Taking 10 Minutes for Some Heart-Pumping, Joy-Inducing Dance Can Come With Major Brain Health Benefits
It’s astonishing how quickly just bopping around to a song that comes on your Spotify playlist can get you out of breath. That’s because dancing is one form of cardio that can get your heart pumping without you even noticing it. Your focus is on the fun, not the effort—which pays off in the release of joy-inducing chemicals.

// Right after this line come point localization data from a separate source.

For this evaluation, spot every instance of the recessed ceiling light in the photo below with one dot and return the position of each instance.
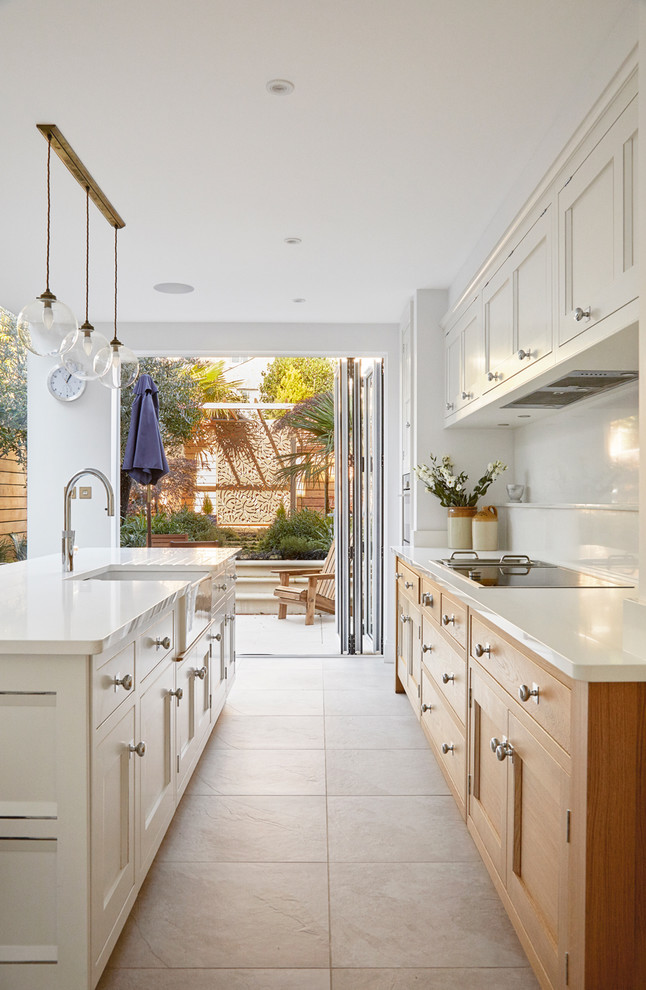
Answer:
(280, 87)
(174, 288)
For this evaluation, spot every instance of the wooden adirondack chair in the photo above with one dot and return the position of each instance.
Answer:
(319, 594)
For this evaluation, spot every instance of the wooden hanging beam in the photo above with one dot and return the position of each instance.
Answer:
(70, 159)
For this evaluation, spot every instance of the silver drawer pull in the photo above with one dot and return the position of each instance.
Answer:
(524, 692)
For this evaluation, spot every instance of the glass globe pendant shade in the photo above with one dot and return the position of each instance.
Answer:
(47, 326)
(80, 358)
(116, 366)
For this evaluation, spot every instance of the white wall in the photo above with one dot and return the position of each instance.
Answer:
(63, 438)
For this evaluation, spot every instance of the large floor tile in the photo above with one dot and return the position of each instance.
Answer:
(246, 830)
(216, 979)
(432, 979)
(384, 771)
(274, 701)
(366, 701)
(228, 915)
(409, 914)
(253, 771)
(235, 731)
(374, 732)
(397, 830)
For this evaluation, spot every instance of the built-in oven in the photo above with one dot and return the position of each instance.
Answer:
(406, 508)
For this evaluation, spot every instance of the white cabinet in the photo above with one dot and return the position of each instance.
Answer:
(518, 307)
(465, 359)
(597, 231)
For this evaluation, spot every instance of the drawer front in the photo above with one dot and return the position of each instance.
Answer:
(449, 670)
(430, 599)
(107, 694)
(454, 619)
(444, 732)
(408, 582)
(515, 671)
(155, 644)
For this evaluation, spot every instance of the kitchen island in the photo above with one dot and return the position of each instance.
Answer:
(536, 716)
(111, 680)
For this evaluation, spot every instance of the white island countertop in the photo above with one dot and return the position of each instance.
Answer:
(577, 630)
(43, 610)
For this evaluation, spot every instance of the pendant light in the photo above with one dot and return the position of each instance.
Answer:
(80, 358)
(47, 326)
(117, 366)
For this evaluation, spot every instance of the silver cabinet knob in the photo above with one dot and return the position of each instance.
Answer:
(525, 693)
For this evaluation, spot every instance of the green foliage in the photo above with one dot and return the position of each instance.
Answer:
(305, 533)
(294, 379)
(13, 390)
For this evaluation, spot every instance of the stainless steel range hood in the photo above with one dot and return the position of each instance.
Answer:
(578, 384)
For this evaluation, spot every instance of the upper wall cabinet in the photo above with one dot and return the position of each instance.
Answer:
(518, 307)
(597, 231)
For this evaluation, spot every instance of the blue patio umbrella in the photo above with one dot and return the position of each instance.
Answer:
(144, 459)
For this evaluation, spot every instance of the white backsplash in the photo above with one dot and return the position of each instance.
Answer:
(580, 471)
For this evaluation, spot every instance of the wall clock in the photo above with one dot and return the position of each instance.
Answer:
(64, 385)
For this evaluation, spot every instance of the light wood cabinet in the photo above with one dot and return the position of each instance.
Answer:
(597, 231)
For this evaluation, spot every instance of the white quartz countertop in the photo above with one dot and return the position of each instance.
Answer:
(43, 610)
(577, 630)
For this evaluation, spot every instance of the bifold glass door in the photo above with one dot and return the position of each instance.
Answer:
(359, 504)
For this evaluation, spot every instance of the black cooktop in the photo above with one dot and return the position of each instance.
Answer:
(520, 571)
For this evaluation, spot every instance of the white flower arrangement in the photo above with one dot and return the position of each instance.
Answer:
(442, 481)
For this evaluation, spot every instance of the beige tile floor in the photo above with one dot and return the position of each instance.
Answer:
(317, 848)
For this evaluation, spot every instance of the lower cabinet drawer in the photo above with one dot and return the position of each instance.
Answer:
(156, 643)
(447, 738)
(520, 676)
(449, 670)
(114, 682)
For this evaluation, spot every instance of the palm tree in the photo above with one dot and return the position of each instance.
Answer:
(313, 418)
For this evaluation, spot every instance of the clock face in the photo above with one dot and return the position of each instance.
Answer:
(64, 385)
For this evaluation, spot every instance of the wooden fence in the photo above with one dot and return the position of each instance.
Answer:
(13, 497)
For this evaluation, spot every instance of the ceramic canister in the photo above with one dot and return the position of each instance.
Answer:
(485, 528)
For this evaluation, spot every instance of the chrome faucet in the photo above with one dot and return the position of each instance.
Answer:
(68, 532)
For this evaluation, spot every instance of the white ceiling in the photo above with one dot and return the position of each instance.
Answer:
(409, 123)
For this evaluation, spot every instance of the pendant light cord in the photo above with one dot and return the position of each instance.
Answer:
(49, 204)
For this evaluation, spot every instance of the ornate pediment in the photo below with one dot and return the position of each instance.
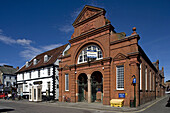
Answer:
(87, 12)
(119, 56)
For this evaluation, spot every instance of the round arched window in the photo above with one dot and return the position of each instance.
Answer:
(84, 56)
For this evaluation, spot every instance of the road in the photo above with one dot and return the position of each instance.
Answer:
(21, 107)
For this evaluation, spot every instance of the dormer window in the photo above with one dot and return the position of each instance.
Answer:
(35, 61)
(46, 58)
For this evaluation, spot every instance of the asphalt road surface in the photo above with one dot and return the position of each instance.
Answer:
(21, 107)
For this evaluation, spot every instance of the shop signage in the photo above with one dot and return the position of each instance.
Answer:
(91, 54)
(121, 95)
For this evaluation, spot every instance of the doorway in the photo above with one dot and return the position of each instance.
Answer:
(96, 87)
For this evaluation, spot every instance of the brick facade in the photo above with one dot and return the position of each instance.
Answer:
(92, 28)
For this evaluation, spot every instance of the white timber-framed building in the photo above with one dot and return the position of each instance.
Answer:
(41, 71)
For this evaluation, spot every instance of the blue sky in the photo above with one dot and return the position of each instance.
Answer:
(30, 27)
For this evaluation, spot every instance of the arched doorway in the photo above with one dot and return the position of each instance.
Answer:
(82, 88)
(96, 87)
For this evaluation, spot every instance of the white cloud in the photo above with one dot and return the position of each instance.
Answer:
(66, 28)
(1, 64)
(30, 51)
(23, 41)
(52, 46)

“Dance workouts condition your body and mind simultaneously,” says Katia Pryce, the DanceBody instructor on Alo Moves. “As much as dance is a great way to improve your core, flexibility, coordination, and overall strength, it’s an equally great way to trigger the release of ‘happy chemicals’ like dopamine, oxytocin, serotonin, and endorphins in the brain. This powerful combination enhances your mood, and reduces stress and anxiety.”
Dancing's ability to condition your mind, however, is about more than chemicals. In a cardio dance routine (as opposed to getting your groove on freestyle), you are also focusing on nailing the moves, and on their execution. This is good for your brain because you’re learning new skills, which can improve memory and cognition.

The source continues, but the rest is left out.